Like everyone, it seems, I’ve been bitten by the Animal Crossing: New Horizons bug (where IS my net?). It has such a simple, peaceful format, with nice, achievable bite-size goals. It’s so pleasant.

It was about when I realized I was spending more time digital gardening than real-world gardening that I wondered, why not?

Let’s try to make real life as nice as our islands.
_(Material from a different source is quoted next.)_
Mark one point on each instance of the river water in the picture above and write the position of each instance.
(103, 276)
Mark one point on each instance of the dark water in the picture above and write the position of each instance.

So here you go: AC achievements for your real life. Have fun and make your world a little better. Print them out and put a stamp next to each achievement as you go. You can even give yourself “nook miles” to spend on yourself!

  • Eat a piece of fruit
  • Plant a tree
  • Plant native flowers
  • Plant a shrub
  • Take a photo
  • Go fishing
  • Hold a celebration
  • DIY
    • a wreath
    • A bench
    • Artwork
    • A gift
  • Customize furniture
  • Send a letter to a friend
  • Give someone a present
  • Buy shares (or invest in your retirement plan
  • Research fossils
  • Google an insect you find outside
  • Tidy up
  • Change your wardrobe
    • Dress in something spooky
    • Dress in something fancy
    • Dress in something colorful
    • Try on a hat
  • Pick up litter
  • Call a friend just to say hi
  • Reach a savings goal
  • Decorate your room
  • Decorate your neighborhood (with chalk)
  • Go for a walk
  • Collect seashells/leaves
  • Catch a butterfly (and then release it)
  • Share a recipe
  • Shop at a local business
  • Rearrange your furniture
  • Buy something that will be shipped to you
  • Dig up a rock
  • Put money in the bank/grow your money
  • Pay off a loan
  • Design a pattern
  • Plan a trip somewhere new
  • Make every day feel as cozy as a day in Animal Crossing!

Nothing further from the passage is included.